Au regard de l’état du pays, pour les acteurs de la Transition nourrissant une velléité présidentielle, il faut rapidement mettre en branle un processus électoral, orienter les Maliens vers les urnes, et ce, en faisant abstraction de tous les arguments ayant jusque-ici prévalu pour repousser tout scrutin. Lesquels pourtant sont toujours valables. La logique est de tirer avantage du soutien populaire avant que celui-ci ne s’effrite, car sa conservation ne semble pas du tout évidente quand nous savons que les voix commencent peu à peu à s’élever et à se faire entendre. Des scandales éclatent, le ras-le-bol s’exprime. Les cyberactivistes (vidéo mans) autrefois laudateurs à la solde du régime adoptent de nouvelles positions, tout en faisant des révélations inédites défavorables à nos généraux.
Aujourd’hui, au crépuscule de la Transition, des interrogations émergent et beaucoup de questions nous taraudent l’esprit.

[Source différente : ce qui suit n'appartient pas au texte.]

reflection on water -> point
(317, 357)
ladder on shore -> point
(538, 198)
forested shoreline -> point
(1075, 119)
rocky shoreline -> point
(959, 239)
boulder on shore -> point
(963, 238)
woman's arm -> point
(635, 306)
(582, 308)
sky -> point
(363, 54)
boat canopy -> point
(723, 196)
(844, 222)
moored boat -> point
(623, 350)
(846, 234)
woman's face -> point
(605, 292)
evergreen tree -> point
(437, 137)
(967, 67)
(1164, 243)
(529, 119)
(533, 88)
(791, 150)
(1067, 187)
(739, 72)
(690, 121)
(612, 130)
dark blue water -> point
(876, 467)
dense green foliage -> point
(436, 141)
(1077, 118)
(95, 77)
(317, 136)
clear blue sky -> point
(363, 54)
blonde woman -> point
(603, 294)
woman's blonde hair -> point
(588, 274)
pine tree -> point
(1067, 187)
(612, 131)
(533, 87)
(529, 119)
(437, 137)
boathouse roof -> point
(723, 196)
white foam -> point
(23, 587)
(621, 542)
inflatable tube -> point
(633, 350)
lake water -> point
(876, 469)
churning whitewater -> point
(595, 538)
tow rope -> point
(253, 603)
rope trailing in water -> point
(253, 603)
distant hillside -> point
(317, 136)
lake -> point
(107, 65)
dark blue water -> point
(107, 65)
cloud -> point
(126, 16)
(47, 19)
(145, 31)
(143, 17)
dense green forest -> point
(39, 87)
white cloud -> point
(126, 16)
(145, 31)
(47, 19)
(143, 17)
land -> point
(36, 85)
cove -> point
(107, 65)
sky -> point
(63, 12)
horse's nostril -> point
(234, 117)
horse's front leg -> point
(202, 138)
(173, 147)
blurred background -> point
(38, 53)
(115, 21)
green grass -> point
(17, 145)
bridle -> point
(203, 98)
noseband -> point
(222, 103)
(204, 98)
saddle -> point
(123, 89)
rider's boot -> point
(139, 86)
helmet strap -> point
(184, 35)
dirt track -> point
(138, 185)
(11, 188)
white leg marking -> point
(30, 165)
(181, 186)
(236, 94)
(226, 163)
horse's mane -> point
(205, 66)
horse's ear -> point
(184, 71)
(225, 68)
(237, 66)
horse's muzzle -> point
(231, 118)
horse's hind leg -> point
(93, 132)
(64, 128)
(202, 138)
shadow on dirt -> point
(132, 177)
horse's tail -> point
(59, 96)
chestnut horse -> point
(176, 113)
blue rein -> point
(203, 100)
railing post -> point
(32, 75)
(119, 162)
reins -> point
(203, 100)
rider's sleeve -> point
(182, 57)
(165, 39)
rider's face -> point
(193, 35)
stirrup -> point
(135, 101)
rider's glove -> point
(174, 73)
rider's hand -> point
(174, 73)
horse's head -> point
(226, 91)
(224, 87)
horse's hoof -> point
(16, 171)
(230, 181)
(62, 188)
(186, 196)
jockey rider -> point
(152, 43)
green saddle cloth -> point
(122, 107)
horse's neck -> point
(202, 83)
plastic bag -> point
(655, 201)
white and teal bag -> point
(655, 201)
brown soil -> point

Si nous allons aux élections et que le général Goïta est candidat, il y a de très fortes chances que celui-ci brigue la magistrature suprême à la régulière. Quant aux institutions de la République, elles seront rétablies, de quoi réjouir les adeptes du sacro-saint retour à l’ordre constitutionnel, ou pas.
Cependant, le rétablissement de l’ordre constitutionnel est-il gage et synonyme de réconciliation avec les pratiques démocratiques ? Des pratiques avec lesquelles nous avons été en total porte-à-faux tout au long de cette période. De plus, cela permettra-t-il à la communauté internationale de porter un tout nouveau regard sur nous ? En l’occurrence plus clément, du moment que ça sera assurément la continuité d’un système et la perpétuation d’un paradigme.
Une chose constitue l’évidence, le chantier est titanesque et les défis gigantesques. Si nous voulons sortir de l’ornière, il faut impérativement regagner le concert des nations, en renouant le contact et en normalisant notre relation avec certains pays, essentiellement ceux de la sous-région. Et cela passe nécessairement par un ré-dessinement des contours de notre politique et une redéfinition de notre diplomatie.
A l’interne, il nous faut aussi ajuster notre posture afin de transcender les oppositions et parvenir à une union dans un pays fortement déchiré par tous types de contentieux. Plus qu’une clarification comme le suggère le PM Choguel Kokalla Maïga. Il est une autre certitude, si la situation reste identique ou se dégrade en dépit d’un retour à l’ordre constitutionnel, le séjour à Koulouba du futur président qui sera élu démocratiquement, pourrait être d’une très courte durée.